For the full 3-judge protocol (as used in the published report), run all three:
TASK=$TASK ROUND=1 ./scripts/judge-opus.sh <label>
TASK=$TASK ROUND=1 ./scripts/judge-codex.sh <label>
TASK=$TASK ROUND=1 ./scripts/judge-qwen.sh <label>
5 rounds on feature, 2 on bugfix and refactor. Each round uses fresh sampling.
7. Aggregate & get the score (~30 sec)
TASK=$TASK ./scripts/aggregate-results.sh
Writes results/<task>/final-report.md — per-trial scores, per-rubric-item breakdown, cross-judge comparison.

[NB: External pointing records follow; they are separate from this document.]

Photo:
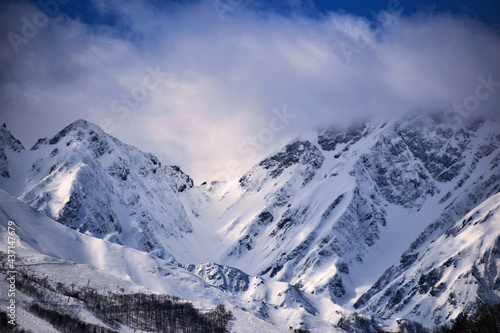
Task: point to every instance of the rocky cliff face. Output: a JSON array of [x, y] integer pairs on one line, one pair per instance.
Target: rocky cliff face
[[327, 214], [92, 182]]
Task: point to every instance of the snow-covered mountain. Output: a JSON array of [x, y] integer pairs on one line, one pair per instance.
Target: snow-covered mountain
[[455, 272], [90, 181], [362, 218]]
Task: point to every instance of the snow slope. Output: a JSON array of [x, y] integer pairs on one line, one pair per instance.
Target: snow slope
[[77, 256], [455, 272]]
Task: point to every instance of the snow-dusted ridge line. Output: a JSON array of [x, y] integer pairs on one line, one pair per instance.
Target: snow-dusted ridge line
[[327, 214]]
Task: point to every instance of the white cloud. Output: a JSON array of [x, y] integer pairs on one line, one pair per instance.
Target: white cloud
[[224, 78]]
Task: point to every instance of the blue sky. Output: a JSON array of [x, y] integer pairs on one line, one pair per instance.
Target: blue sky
[[202, 86], [487, 11]]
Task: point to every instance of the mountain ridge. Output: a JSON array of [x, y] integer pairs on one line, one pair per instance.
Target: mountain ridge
[[327, 214]]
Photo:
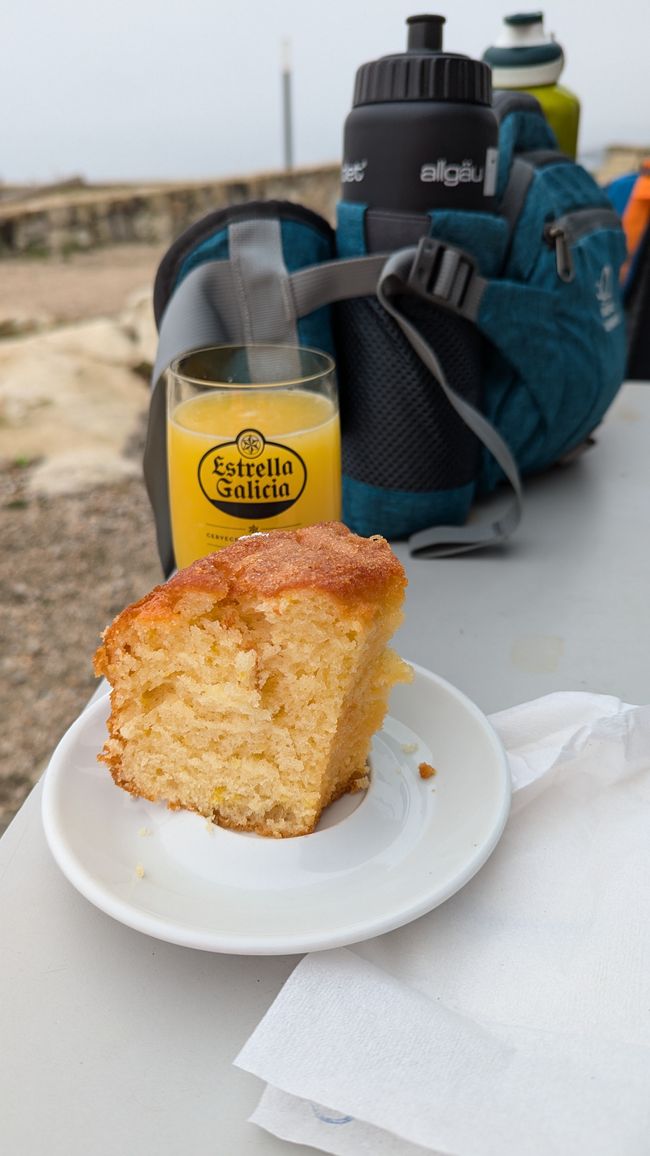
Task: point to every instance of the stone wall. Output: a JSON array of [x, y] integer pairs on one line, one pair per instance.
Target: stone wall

For cross-task stats (bootstrap CIs, tier groupings, ranking sensitivity, calibration):
python3 scripts/cross-task-analysis.py # → results/FINAL-REPORT-*.md + cross-task-stats.json
python3 scripts/krippendorff-alpha.py # → results/krippendorff-alpha.json
python3 scripts/audit-cohort-symmetry.py # hard exit if rerun-protocol violated
8. Check your numbers against the published benchmark
diff <(jq '.tasks.refactor.per_tool_ci.bmad' results/cross-task-stats.json) \
<(curl -s https://raw.githubusercontent.com/infina-pfa/claude-tool-benchmark/main/results/cross-task-stats.json | jq '.tasks.refactor.per_tool_ci.bmad')
If your numbers diverge, check: base-repo SHA, tool version, judge model versions, round count, random seed.
Minimum viable re-run
If all you want is one score on one task with one judge (skip multi-judge averaging):
TASK=refactor ./scripts/create-clones.sh 1
TASK=refactor ./scripts/setup-tool-config.sh pure 1
TASK=refactor ./scripts/manual-bench.sh pure 1
# paste + run + exit + printed one-liner
TASK=refactor ./scripts/blind-eval-setup.sh
TASK=refactor ROUND=1 ./scripts/judge-opus.sh Alpha
TASK=refactor ./scripts/aggregate-results.sh
What this quickstart deliberately skips
- Multi-trial per tool. Production numbers use 2-4 trials per (tool, task). See
../methodology/pipeline.md§3. - Multi-round judging. Production uses 2-5 rounds per judge. See pipeline §6.
- Cohort symmetry. Production re-runs all 9 tools whenever one is re-run. See pipeline §9a for valid rerun triggers and the archival procedure.
- Judge panel rotation. Production rotates opus/codex/qwen. See pipeline §6.
See the verification guide for how to reproduce a specific published claim.
See extending.md if you want to add a new tool or judge.